Making a career change involves a lot of soul searching and decisions. RMIT student John Francia knows this all too well.
The Torres Strait Islander student had been an exhibition designer at the Gallery of Modern Art in Brisbane for seven years before deciding to move to Melbourne to study electrical engineering at RMIT.
“I specifically chose electrical engineering because I wanted a challenge, so I took a risk and went for it.
“It was a big change, but it’s been worth it,” he said.
Now at the end of his honours year, Francia will soon start work as a service engineer in the Honeywell Process Solutions division, working on industrial automation applications.
A member of the University’s VicHyper team, his final year project was a motor for the hyperloop pod prototype. It could also be used on Maglev trains, where propulsion is needed without mechanical coupling to the track.
“Going to the USA for the finals in January was the pinnacle of my RMIT experience,” Francia said.
He has been working with the integration of electrical and mechanical engineering on the project and will continue to work with the team.
“It’s an opportunity you can’t pass up.”
Francia chose RMIT because of its engineering reputation and the CBD location.
He said Ngarara Willim Centre had been a great support during his studies.
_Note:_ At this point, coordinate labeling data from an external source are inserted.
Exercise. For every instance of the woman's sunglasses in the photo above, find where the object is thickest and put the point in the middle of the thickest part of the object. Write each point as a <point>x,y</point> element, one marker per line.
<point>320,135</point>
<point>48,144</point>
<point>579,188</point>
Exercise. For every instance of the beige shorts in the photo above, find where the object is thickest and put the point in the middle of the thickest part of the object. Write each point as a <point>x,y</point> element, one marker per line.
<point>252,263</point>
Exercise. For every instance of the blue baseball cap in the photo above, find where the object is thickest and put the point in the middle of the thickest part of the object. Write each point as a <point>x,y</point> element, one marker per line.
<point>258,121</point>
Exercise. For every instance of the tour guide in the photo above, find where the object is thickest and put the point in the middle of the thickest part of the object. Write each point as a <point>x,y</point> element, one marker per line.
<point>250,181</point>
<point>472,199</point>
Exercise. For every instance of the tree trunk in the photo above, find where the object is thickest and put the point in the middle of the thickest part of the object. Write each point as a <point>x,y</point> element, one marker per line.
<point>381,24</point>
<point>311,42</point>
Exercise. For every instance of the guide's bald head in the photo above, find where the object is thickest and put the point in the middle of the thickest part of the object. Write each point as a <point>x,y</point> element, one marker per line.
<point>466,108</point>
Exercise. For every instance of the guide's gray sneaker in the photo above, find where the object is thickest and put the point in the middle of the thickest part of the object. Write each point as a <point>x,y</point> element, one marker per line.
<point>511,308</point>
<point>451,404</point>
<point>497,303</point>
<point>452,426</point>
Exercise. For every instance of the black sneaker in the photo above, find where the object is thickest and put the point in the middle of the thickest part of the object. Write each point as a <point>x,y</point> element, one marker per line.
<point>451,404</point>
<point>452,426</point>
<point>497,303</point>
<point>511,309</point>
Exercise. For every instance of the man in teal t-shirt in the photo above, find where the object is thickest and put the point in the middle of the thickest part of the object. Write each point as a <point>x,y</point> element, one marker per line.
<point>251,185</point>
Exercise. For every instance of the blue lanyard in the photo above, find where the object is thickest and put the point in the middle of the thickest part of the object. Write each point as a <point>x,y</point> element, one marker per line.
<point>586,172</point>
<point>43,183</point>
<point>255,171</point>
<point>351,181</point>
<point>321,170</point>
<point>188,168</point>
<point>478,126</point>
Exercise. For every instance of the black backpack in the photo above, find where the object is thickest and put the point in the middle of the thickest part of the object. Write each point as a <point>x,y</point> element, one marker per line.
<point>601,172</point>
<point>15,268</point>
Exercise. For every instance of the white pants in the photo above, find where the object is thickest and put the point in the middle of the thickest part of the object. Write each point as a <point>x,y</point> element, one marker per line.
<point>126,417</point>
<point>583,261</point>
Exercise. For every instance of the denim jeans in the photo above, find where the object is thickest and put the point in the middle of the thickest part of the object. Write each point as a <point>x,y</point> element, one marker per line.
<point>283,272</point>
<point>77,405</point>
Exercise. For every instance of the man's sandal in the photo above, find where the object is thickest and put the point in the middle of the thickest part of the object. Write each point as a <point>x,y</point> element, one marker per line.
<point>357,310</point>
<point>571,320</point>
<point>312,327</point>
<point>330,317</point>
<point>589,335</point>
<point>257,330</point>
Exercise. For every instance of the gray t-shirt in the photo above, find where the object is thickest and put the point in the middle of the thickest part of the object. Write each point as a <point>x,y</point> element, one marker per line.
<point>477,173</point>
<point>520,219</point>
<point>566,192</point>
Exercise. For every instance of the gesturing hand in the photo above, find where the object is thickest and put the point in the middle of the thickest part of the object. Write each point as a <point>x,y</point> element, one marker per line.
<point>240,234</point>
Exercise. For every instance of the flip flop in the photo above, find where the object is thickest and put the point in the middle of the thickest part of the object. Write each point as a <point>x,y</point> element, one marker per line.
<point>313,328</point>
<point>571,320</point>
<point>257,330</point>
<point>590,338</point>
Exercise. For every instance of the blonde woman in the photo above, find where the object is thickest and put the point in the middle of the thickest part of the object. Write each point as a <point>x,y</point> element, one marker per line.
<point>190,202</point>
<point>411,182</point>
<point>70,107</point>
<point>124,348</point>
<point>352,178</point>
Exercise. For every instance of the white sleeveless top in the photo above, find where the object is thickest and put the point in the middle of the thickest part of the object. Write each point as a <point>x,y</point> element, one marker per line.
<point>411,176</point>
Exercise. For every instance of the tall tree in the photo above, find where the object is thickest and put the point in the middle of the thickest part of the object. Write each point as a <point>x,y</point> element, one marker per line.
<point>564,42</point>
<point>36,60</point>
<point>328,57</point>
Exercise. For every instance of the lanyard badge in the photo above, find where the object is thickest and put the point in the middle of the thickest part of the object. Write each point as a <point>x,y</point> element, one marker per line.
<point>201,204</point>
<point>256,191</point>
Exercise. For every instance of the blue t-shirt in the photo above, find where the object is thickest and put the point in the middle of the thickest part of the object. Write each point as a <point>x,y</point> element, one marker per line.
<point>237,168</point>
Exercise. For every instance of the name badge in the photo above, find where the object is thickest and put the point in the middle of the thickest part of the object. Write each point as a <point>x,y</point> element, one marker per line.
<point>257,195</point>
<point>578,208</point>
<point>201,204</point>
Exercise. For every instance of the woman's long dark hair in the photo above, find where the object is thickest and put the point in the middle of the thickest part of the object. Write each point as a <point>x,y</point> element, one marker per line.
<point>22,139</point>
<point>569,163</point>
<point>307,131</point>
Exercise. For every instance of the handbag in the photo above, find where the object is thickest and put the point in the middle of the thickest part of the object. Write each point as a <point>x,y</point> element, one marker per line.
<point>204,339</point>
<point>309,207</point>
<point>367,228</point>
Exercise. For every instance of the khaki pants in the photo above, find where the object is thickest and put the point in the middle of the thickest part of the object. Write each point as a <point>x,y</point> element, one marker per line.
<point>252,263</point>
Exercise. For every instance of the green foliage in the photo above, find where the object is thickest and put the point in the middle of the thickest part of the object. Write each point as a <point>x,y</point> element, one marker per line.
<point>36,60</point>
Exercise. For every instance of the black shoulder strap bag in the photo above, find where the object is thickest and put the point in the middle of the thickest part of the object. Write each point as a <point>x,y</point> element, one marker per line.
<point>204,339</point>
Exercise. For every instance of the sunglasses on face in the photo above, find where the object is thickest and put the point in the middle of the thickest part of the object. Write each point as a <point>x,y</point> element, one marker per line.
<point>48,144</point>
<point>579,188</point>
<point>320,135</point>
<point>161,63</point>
“It was a good way to connect with other blackfellas on campus,” he said.
“It was good for networking and in my early years Ngarara Willim Centre was one of my main study facilities.
“I’m hoping for that relationship to continue after I graduate.”
Francia spoke to the students from the Victorian Indigenous Engineering Winter School, who visited the University earlier this week.
Three Indigenous students, Hayley Millar, Julian Wilson and Edward Morrissey will represent RMIT at the World Indigenous Peoples Conference on Education in Toronto, Canada later this month.